2.de burgemeester stelt ten aanzien van de aanvraag, het indienen daarvan, de gegevens die daarbij overgelegd dienen te worden, de wijze van behandeling van de aanvraag en de toetsing daarvan aan de bepalingen van de verordening nadere regels.

3.Indien de vergunningaanvraag niet voldoet aan de in de voorgaande leden gestelde eisen, wordt de aanvrager van de vergunning in de gelegenheid gesteld binnen twee weken, nadat hem dat is meegedeeld, de aanvraag aan te vullen of te verbeteren.

4.Indien de aanvrager van de vergunning van de in het vorige lid bedoelde gelegenheid geen gebruik maakt, kan de burgemeester de aanvraag buiten behandeling stellen.

Artikel 4 Beslistermijn

1.De burgemeester beslist binnen twaalf weken na 18 maart 2013 op de aanvraag met bijbehorende bescheiden.
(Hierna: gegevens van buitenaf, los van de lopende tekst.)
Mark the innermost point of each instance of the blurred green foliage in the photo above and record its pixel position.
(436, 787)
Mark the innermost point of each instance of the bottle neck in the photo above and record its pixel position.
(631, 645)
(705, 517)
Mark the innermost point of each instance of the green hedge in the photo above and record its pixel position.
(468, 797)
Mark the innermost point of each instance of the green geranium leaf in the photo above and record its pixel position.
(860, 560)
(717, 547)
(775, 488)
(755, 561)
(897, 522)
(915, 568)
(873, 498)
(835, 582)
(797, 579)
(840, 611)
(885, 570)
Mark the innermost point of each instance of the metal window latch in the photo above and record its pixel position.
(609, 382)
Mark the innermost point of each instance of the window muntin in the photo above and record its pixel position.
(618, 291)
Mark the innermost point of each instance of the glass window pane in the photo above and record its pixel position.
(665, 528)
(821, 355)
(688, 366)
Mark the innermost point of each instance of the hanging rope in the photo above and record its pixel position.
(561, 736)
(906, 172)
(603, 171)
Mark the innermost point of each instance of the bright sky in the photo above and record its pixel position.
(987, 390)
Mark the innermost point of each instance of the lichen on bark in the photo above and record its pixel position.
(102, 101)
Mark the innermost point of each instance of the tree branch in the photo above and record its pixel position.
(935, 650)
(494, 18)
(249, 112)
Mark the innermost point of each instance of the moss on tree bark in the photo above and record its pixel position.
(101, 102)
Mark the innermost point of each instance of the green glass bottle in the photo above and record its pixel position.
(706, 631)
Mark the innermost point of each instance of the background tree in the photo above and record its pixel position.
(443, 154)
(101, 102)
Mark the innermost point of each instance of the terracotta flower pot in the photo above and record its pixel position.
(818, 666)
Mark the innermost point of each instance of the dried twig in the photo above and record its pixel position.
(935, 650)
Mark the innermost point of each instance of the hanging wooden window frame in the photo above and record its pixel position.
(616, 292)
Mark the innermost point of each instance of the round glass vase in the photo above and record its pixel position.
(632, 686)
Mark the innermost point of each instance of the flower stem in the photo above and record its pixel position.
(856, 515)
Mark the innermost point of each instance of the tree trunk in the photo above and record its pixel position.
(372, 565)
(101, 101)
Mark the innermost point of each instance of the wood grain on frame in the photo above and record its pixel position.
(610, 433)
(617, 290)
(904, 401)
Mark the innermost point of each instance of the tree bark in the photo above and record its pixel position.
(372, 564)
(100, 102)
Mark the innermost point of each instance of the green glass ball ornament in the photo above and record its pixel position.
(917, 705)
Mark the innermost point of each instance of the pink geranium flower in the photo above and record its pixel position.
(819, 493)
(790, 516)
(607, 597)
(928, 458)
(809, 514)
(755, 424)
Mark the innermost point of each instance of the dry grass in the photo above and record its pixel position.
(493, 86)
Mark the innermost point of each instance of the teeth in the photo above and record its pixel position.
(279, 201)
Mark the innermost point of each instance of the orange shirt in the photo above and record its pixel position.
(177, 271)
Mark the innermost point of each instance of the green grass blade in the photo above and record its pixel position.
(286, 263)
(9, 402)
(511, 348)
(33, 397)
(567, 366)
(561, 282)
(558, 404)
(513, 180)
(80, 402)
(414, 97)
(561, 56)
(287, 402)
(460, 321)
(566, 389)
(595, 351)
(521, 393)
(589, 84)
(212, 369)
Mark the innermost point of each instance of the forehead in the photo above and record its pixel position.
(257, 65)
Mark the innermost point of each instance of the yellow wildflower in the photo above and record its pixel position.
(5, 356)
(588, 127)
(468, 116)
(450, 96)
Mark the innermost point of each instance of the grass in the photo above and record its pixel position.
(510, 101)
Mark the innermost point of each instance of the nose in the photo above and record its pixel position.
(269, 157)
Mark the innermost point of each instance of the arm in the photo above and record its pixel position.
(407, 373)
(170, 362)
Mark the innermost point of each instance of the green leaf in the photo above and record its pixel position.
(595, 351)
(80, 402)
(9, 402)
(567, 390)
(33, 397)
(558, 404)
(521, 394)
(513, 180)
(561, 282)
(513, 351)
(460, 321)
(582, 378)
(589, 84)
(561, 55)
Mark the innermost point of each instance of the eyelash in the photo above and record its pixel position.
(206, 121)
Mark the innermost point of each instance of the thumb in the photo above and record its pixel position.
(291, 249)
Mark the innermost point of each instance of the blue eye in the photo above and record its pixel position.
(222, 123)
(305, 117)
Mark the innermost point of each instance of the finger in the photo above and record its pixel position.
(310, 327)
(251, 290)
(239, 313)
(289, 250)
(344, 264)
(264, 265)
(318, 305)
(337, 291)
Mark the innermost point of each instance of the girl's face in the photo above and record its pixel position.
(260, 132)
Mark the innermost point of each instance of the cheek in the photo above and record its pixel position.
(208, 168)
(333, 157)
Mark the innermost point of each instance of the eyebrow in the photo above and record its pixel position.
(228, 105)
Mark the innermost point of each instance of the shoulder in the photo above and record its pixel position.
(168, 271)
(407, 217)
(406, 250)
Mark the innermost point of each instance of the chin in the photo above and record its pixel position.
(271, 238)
2.De beslissing kan eenmaal voor ten hoogste twaalf weken worden verdaagd. Van zijn daartoe strekkend besluit doet de burgemeester voor het verstrijken van de onder a. genoemde termijn schriftelijk mededeling aan de aanvrager.

Artikel 5 Vergunning

1. De vergunning is persoonsgebonden.

  • 2.

    In de vergunning wordt de naam van de beheerder(s) vermeld.

  • 3.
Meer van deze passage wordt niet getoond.